Hello,


Às 19:28 de 17/08/21, Bert Gunter escreveu:
Inline below.



On Tue, Aug 17, 2021 at 4:09 AM Rui Barradas <ruipbarra...@sapo.pt> wrote:

Hello,

I had forgotten about plot.histogram, it does make everything simpler.
To have percentages on the bars, in the code below I use package scales.

Note that it seems to me that you do not want densities, to have
percentages,  the proportions of counts are given by any of

Under the default of equal width bins -- which is what Sturges gives

Right.

if I read the docs correctly -- since the densities sum to 1,

The "densities" do not sum to 1. From ?hist, section Value:

density 
values f^(x[i]), as estimated density values. If all(diff(breaks) == 1), they are the relative frequencies counts/n and in general satisfy
sum[i; f^(x[i]) (b[i+1]-b[i])] = 1, where b[i] = breaks[i].

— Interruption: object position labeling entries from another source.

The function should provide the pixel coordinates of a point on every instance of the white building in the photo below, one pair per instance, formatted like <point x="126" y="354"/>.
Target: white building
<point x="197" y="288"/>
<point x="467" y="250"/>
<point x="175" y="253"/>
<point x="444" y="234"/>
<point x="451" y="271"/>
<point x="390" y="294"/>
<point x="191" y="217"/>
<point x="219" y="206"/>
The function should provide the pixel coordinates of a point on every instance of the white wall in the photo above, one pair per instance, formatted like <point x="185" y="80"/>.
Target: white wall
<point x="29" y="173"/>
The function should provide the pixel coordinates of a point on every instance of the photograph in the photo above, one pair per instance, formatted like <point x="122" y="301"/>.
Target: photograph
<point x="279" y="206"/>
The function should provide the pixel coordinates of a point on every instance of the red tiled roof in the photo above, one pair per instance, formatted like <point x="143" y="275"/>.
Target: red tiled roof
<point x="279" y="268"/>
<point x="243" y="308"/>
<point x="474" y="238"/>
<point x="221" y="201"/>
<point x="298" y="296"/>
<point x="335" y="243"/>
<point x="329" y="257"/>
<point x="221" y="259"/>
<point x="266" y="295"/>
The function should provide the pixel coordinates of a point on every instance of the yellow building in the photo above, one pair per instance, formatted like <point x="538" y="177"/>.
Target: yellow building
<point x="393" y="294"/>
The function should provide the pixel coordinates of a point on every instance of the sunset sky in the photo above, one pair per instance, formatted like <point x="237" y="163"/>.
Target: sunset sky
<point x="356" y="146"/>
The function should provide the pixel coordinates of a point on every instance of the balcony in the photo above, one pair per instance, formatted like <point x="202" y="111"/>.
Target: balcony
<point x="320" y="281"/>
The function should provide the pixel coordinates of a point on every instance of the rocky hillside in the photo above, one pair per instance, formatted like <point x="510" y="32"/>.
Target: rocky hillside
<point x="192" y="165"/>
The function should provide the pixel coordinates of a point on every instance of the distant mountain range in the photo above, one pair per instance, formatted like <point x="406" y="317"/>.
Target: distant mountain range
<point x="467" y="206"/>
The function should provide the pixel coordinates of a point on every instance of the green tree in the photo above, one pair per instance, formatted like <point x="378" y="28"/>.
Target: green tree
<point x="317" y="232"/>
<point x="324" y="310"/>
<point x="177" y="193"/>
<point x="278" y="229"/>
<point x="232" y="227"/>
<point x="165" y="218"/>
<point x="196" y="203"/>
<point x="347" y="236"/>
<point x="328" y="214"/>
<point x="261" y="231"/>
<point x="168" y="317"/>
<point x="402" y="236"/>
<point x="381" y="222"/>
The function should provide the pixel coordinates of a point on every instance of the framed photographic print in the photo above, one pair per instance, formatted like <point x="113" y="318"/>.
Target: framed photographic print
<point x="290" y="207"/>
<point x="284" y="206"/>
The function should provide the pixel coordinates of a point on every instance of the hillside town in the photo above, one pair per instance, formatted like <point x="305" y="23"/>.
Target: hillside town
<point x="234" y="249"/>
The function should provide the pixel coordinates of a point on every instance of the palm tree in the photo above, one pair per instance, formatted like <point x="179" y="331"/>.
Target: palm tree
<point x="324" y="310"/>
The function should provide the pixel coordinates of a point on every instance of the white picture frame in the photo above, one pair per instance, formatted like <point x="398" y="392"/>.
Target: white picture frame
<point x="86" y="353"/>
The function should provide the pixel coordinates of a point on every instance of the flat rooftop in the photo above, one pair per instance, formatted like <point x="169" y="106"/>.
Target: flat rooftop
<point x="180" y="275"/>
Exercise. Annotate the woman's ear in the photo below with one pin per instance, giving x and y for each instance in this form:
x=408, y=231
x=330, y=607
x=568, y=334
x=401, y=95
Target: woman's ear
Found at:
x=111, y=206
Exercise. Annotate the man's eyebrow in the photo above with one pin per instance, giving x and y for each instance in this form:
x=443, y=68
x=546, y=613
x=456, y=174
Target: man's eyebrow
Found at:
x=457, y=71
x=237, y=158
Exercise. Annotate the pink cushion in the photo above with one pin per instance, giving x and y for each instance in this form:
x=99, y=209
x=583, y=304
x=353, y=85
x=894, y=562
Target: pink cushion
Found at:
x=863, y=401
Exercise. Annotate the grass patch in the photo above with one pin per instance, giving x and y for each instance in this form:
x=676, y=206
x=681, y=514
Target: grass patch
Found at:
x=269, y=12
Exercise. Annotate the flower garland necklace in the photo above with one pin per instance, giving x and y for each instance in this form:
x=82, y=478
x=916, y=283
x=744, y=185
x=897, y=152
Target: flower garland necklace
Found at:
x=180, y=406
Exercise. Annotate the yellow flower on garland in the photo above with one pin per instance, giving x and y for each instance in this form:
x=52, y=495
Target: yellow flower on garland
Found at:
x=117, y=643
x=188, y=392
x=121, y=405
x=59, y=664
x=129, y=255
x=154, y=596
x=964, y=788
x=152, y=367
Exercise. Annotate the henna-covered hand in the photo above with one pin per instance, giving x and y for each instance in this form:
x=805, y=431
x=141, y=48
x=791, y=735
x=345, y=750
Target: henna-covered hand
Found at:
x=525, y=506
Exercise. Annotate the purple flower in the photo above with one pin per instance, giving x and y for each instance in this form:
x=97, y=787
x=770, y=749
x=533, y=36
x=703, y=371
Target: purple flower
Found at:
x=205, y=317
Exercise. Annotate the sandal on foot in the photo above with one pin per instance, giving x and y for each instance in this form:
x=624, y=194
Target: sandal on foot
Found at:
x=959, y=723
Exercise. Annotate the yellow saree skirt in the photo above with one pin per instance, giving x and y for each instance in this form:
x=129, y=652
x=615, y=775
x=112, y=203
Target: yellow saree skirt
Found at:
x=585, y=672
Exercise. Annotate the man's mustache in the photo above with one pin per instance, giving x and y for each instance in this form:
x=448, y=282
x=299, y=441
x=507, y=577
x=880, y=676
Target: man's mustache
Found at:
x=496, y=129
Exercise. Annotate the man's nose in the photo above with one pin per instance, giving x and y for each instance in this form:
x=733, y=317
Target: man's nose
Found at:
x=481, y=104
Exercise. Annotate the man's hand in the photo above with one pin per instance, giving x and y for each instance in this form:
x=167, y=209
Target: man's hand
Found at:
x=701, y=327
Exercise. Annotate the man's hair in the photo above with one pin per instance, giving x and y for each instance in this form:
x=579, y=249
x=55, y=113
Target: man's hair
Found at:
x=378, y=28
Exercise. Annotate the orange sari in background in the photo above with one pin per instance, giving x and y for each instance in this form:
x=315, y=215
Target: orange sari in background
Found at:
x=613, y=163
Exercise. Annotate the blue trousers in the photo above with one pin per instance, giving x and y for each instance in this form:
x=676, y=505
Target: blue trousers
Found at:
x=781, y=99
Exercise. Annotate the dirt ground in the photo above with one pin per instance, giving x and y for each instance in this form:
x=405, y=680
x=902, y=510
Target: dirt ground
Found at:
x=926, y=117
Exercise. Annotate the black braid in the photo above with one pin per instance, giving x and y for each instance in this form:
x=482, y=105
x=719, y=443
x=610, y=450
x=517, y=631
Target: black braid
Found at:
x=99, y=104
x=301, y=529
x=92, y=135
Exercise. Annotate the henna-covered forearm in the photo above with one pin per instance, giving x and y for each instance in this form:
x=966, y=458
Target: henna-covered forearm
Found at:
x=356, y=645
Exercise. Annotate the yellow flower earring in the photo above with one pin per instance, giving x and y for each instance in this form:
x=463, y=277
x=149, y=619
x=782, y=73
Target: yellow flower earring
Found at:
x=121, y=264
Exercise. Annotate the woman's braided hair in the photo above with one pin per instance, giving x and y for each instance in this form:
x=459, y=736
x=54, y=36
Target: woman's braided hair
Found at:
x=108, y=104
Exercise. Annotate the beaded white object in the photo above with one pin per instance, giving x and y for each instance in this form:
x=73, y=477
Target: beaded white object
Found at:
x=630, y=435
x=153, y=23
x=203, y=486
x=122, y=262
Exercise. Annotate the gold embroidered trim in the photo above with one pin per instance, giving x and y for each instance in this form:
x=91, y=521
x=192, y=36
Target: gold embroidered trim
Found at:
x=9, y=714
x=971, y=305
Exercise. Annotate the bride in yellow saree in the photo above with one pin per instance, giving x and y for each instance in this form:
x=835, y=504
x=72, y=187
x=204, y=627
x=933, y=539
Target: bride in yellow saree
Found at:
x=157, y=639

If all(diff(breaks) == 1) is FALSE, the density list member must be multiplied by diff(.$breaks)


h <- hist(datasetregs$Amount, plot = FALSE)
sum(h$density)
#[1] 1e-04
diff(h$breaks)
#[1] 10000 10000 10000 10000 10000 10000 10000 10000 10000 10000
sum(h$density*diff(h$breaks))
#[1] 1


Hope this helps,

Rui Barradas

they are
already the proportion of counts in each histogram bin, no?

-- Bert



h$counts/sum(h$counts)
h$density*diff(h$breaks)



# One histogram for all dates
h <- hist(datasetregs$Amount, plot = FALSE)
plot(h, labels = scales::percent(h$counts/sum(h$counts)),
       ylim = c(0, 1.1*max(h$counts)))



# Histograms by date
sp <- split(datasetregs, datasetregs$Date)
old_par <- par(mfrow = c(1, 3))
h_list <- lapply(seq_along(sp), function(i){
    hist_title <- paste("Histogram of", names(sp)[i])
    h <- hist(sp[[i]]$Amount, plot = FALSE)
    plot(h, main = hist_title, xlab = "Amount",
         labels = scales::percent(h$counts/sum(h$counts)),
         ylim = c(0, 1.1*max(h$counts)))
})
par(old_par)


Hope this helps,

Rui Barradas

Às 01:49 de 17/08/21, Bert Gunter escreveu:
I may well misunderstand, but proffered solutions seem more complicated
than necessary.
Note that the return of hist() can be saved as a list of class "histogram"
and then plotted with  plot.histogram(), which already has a "labels"
argument that seems to be what you want. A simple example is"

dat <- runif(50, 0, 10)
myhist <- hist(dat, freq = TRUE, breaks ="Sturges")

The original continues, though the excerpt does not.